Spróbujmy całą sytuację nieco inaczej wyjaśnić.

Jakikolwiek konflikt możemy zinterpretować, jako wołanie „coś się musi zmienić”. Być może słyszałeś, że każdy człowiek co jakiś czas się po prostu zmienia. Z upływem czasu zdobywamy inne doświadczenia, mamy większą wiedzę stajemy się dojrzalsi (lub na odwrót).

Wszystko to wpływa na fakt, że stagnacja nigdy nie była człowiekowi pisana. Ja to porównuję do pewnego punktu równowagi, w którym w danym momencie każdy z nas tkwi. Każda zmiana powoduje, że równowaga ta zostaje zachwiana i musimy znaleźć kolejny punkt równowagi znajdujący się w innym miejscu.

Unikanie stanięcia twarzą w twarz z konfliktem to trochę jakby akceptować to, że nie chcemy znaleźć kolejnego punktu równowagi i z czasem chybotanie się na jednej nodze stanie się zbyt uciążliwe.

Dlatego nie bójmy się konfliktów. Nie bomy się ustalania, co jakiś czas nowej równowagi. I wreszcie, nie bójmy się wspólnych zmian.

Nie bądź zbyt optymistyczny

Badania pokazują ze osoby, które weszły w związek małżeński mniej optymistycznie są w nim po prostu szczęśliwsze. Stare powiedzenie mówi, że lepiej się pozytywnie zaskoczyć niż niemile rozczarować. Jakże prawdziwa jest ta zasada w małżeństwie.

Niestety czy tego chcemy czy nie, szczęśliwe małżeństwo nie jest procesem automatycznym i mimo postępu technologii będzie to szalenie trudno zautomatyzować jeszcze bardzo długi czas.

Dlatego wymaga pracy…ciężkiej pracy. Z takim nastawieniem może być tylko lepiej. Jak ci się podoba taka wizja?

Wizja, w której jesteś ciągle pozytywnie zaskakiwany, ponieważ twoje wyobrażenia i oczekiwania nie były zbyt wysokie na początku?

Ucz się walczyć

Ciekawe jest to, że ci, którzy przyjmują konflikt na klatę są szczęśliwsi nic ci co go unikają, np. zgadzając się na wszystko byle tylko do niego nie doprowadzić, lub ci którzy z niego się po prostu wycofują.

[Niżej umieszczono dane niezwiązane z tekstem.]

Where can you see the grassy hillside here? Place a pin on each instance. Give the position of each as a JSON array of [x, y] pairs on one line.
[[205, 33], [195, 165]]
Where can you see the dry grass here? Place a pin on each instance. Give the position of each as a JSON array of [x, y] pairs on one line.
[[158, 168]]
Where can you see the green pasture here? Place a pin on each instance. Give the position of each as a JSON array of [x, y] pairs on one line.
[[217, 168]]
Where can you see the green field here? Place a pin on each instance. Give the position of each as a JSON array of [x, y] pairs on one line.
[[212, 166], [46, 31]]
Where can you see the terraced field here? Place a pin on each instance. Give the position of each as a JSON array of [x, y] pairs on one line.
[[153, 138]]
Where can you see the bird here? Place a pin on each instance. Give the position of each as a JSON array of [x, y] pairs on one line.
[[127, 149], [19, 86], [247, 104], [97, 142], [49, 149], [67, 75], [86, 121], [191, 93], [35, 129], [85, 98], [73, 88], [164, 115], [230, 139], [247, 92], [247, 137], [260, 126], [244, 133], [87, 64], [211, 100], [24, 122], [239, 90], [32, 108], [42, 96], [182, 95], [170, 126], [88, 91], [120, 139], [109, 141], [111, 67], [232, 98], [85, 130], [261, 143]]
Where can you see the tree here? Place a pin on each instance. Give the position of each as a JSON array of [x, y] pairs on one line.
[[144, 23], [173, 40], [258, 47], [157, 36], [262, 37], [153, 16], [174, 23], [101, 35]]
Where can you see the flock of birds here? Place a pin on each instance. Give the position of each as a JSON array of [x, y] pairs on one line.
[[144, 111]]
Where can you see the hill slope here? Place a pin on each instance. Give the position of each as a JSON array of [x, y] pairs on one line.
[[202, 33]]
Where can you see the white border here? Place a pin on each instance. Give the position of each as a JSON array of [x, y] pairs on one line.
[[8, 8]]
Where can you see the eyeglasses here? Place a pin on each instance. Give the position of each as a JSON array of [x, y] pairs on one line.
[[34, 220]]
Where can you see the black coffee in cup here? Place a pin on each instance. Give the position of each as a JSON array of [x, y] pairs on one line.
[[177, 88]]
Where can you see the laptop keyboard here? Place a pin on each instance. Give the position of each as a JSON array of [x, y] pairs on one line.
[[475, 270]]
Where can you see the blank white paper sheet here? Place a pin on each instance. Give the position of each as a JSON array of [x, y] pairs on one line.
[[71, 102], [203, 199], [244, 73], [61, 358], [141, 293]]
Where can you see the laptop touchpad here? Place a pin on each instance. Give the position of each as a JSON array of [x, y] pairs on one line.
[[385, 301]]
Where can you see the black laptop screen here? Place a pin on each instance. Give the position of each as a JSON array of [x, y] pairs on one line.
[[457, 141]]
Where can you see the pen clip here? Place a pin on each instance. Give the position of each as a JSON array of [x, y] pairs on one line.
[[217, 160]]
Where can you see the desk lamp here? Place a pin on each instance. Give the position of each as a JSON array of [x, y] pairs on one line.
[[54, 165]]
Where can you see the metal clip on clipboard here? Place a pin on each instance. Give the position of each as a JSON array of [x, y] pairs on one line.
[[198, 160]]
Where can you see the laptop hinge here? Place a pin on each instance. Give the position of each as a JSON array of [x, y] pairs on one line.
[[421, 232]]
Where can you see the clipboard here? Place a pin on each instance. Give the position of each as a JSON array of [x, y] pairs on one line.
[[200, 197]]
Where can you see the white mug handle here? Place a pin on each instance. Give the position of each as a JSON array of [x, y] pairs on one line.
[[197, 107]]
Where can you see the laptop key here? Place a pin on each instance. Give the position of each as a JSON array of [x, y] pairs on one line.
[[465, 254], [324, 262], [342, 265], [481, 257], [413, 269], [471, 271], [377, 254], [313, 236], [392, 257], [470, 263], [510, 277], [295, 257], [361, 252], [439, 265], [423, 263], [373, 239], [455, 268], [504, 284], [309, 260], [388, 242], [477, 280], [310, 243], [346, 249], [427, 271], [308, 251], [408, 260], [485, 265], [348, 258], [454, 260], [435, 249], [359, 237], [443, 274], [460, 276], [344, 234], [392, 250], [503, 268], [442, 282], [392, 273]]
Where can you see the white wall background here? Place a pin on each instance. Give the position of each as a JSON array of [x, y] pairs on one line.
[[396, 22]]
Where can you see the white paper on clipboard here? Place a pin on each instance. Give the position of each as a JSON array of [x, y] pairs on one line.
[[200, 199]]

Oczywiście konflikt konfliktem, ale to, jaką broń wybierzemy, zależy od powodzenia misji. Dlatego zawsze warto przeczytać jakąkolwiek książkę o komunikacji miedzy nami … jaskiniowcami.

Osobiście uważam, że podstawy negocjacji powinny stać się jednym z przedmiotów w szkołach.

Widząc niektóre pary mam wrażenie, że wszystko byłoby łatwiejsze, gdyby tylko móc poznać parę narzędzi służących osiąganiu rezultatu win-win. Tu zachęcam cię do mojego krótkiego artykułu o tym jak działa nasz mozg. Ciekawe czy wiedziałeś, że….

Bądź egoistyczny, czyli samolubny

Jakże często mówiono nam ze egoizm to negatywna cecha – błąd: W małżeństwie bardzo pomaga, choćby dla tego, że nie stajemy się od naszego partnera zależni, co wpływa na wiele innych czynników i wydaje się świadczyć o dojrzałości..  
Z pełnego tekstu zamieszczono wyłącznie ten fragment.